Amanda lay twisted on her bed, knees drawn close to her chest, her right cheek pressed to the pillow. Patsy Cline, her mother’s favorite singer, drifted softly from the speakers. ‘Walking After Midnight.’ Too sad a song for a bright morning, too sad a song for a sixteen-year-old. She ought to be listening to those boy bands, snapping her fingers, singing into a hairbrush, dancing before bathroom mirrors. At home with him, where she belonged.

‘Amanda?’ He stepped over to the CD player, turned the volume low. ‘Amanda, it’s Daddy.’

Now she opened her brown eyes, looked at him, through him.

‘Hey, Amanda Banana.’ He drew a chair close to the side of the bed. ‘How are you?’ He kept his voice gentle and soothing.

Amanda didn’t answer. The frown on her mouth, the way her stare cut through him as if he were mist, told him a bad day loomed for her. And for him.

He took her hand. ‘You want to get up and go outside?’

She barely shook her head. One of the scars on her face – the small star-shaped one near the corner of her mouth – jerked and he thought she would say good morning. But she went still.

‘I’m so sorry I’m late, pumpkin, I had a work project this morning I had to finish.’

Now her eyes focused on his face.
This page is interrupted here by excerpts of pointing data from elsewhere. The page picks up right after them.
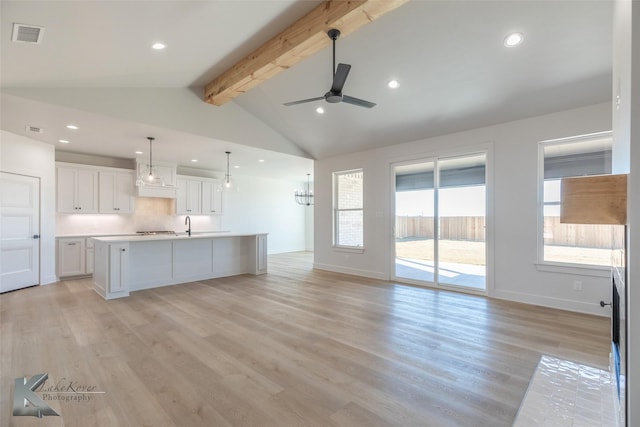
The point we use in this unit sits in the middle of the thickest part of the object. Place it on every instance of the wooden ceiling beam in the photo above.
(302, 39)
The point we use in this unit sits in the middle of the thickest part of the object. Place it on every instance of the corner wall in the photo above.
(512, 207)
(25, 156)
(262, 205)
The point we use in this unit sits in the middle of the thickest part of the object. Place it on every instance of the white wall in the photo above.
(626, 133)
(263, 205)
(26, 156)
(515, 275)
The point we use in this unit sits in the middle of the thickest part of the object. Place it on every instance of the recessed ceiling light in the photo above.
(513, 39)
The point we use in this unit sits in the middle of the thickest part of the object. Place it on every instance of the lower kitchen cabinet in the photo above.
(74, 256)
(111, 273)
(71, 257)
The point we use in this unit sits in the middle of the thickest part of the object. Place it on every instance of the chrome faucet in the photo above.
(187, 220)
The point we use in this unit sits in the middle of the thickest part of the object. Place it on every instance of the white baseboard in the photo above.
(353, 271)
(47, 280)
(545, 301)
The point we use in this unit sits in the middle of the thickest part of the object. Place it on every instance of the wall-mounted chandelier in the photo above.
(305, 197)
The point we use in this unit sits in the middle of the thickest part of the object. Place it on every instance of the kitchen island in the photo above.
(123, 264)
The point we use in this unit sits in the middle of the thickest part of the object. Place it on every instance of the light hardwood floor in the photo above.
(295, 347)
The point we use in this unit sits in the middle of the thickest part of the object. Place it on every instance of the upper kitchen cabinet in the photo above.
(76, 189)
(116, 191)
(211, 198)
(189, 200)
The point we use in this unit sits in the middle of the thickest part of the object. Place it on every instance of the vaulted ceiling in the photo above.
(95, 68)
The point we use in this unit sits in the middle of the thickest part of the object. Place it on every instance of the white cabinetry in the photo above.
(198, 196)
(71, 257)
(111, 275)
(74, 256)
(189, 196)
(116, 191)
(211, 198)
(88, 264)
(76, 190)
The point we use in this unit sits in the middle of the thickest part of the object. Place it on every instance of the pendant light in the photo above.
(305, 197)
(150, 177)
(147, 176)
(227, 176)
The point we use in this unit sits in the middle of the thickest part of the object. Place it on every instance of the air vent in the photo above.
(34, 129)
(27, 33)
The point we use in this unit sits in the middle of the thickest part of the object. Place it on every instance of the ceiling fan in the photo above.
(339, 78)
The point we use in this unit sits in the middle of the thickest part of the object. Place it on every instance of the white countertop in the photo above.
(180, 236)
(100, 235)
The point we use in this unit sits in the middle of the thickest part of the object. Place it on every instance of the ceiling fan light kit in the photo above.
(340, 74)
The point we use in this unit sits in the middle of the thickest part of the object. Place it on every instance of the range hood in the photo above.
(163, 184)
(597, 199)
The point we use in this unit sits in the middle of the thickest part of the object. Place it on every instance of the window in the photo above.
(348, 209)
(573, 243)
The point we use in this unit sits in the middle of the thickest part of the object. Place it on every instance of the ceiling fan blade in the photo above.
(358, 102)
(340, 77)
(303, 101)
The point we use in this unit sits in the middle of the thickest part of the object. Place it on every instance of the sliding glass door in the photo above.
(415, 222)
(440, 216)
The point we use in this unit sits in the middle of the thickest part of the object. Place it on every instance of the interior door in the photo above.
(19, 231)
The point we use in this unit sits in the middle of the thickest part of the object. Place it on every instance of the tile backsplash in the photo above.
(150, 214)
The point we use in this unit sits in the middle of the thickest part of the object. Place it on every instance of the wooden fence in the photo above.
(472, 228)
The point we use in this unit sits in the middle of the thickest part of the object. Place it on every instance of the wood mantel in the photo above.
(598, 199)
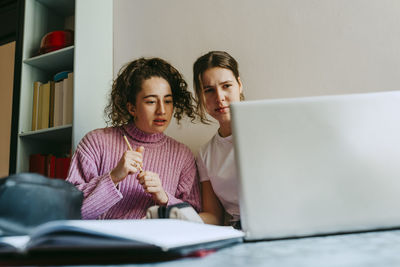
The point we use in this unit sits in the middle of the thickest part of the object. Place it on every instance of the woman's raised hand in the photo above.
(131, 162)
(151, 183)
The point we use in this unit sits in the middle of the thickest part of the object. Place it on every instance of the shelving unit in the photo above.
(91, 21)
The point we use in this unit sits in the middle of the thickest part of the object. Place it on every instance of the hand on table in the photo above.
(151, 183)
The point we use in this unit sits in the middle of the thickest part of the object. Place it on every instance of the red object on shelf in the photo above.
(56, 40)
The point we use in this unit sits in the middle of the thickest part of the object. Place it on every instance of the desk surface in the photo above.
(365, 249)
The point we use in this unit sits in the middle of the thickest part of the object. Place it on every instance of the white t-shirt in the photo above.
(216, 163)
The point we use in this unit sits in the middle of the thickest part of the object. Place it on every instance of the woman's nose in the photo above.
(220, 95)
(161, 108)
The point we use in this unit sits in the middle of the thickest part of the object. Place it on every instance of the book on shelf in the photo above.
(49, 165)
(142, 240)
(58, 102)
(44, 105)
(35, 105)
(68, 99)
(62, 167)
(37, 163)
(51, 104)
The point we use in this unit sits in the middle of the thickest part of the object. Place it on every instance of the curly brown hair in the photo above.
(129, 83)
(211, 60)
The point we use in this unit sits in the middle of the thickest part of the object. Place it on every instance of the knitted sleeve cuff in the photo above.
(103, 197)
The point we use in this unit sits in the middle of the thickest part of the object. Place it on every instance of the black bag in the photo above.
(29, 199)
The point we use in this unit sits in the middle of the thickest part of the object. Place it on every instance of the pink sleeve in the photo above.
(99, 191)
(203, 173)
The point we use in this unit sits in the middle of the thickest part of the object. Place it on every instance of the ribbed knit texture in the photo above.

She said, slowly and carefully, ‘Mom came to see me.’

‘Ah. Did she?’

‘Yes.’

‘What did Mom say?’

‘She wants me to hurt myself.’

‘Oh, no, baby, she doesn’t. She doesn’t.’ Groote tried to take one of her hands in his but she kept her hands twisted into claws, tucked tight against her chest.

‘She said,’ Amanda whispered, ‘that I should cut off my face.’

‘No, baby,’ Groote said. The drugs, the lame-ass therapy’s not working, she doesn’t even remember Cathy’s dead. ‘She wasn’t here.’

Now steel crept into Amanda’s tone. ‘She was. She comes nearly every day.’

‘Baby. It’s all in your head.’

‘She was here!’

He stopped trying to argue with her. He wanted her calm and talking, not shrieking and screaming and cutting his visit short. There was so much necessary ugliness in the world, she was his pocket of beauty. He touched the scar at the corner of her mouth; another scar bisecting her eyebrow; the wriggled thread of tissue beneath her ear. The outward souvenirs of bullets smashing through glass, of a car tumbling down a rocky canyon. He kissed each scar. He whispered in her ear: ‘Mom would never tell you to hurt yourself.’